We visited the clinic as part of our planned scheduled inspection. We had also received information that the clinic might not be complying with essential standards of quality and safety. In particular concerns were raised about the recruitment practices of the provider, the training staff received, the quality assurances processes in the clinic and about the care and treatment people received.

We obtained the views of six people who use the service and two members of staff. We also met with the manager and a newly appointed practice manager to discuss the services provided by the clinic.

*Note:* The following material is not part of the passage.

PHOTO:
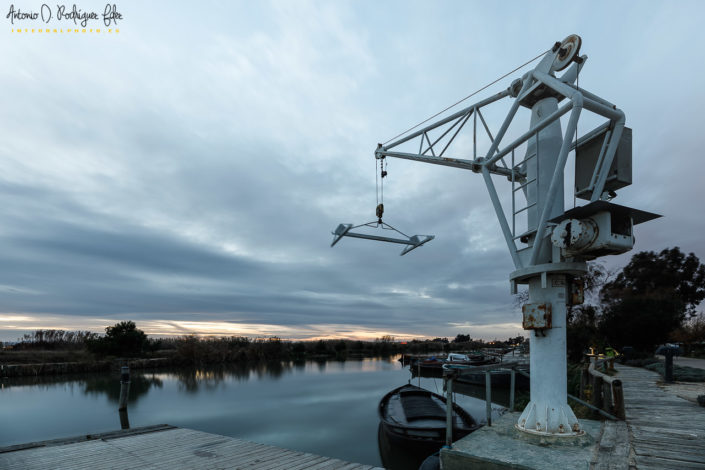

All the people spoken with confirmed their treatment was explained to them and they had signed consent forms. People also told us they were told about the side effects of their treatment and were happy with the way these were carried out. One person said 'If I was not happy I would go elsewhere'. People confirmed the clinic was always clean and the staff were easy to talk to. People told us they would complain and talk with the provider if they were unhappy with the service.

Suitable arrangements were not in place to demonstrate that staff received appropriate training, professional development, supervision and appraisal to make sure that they were competent to treat people.

The staff personnel files we looked at did not contain all the necessary recruitment checks to confirm that only suitable staff were chosen to work at the clinic.

6 March 2012

During an inspection looking at part of the service

We did not meet people who use the service during the visit. We viewed some of the satisfaction questionnaires that people had completed and found that all of the comments were positive.

Comments included '[the service is] always flexible and able to offer what I want' , 'Everyone took such good care of me' and 'I felt in control of what was going to happen'.

27 September 2011

During an inspection in response to concerns

We did not meet people who use the service during the visit. We viewed some of the satisfaction questionnaires that people had completed and all of the comments were positive.

People said the information provided to them about the service, the consultation and the monitoring treatment were 'very good'.

Other comments included people saying that they 'were able to explain their feelings' to the doctor and they had not felt 'rushed'.

We found during the visit that there was a lack of checks and audits on infection control, medication and the disposal of instruments used during procedures.

The provider had also not obtained detailed recruitment information on the staff working at the service.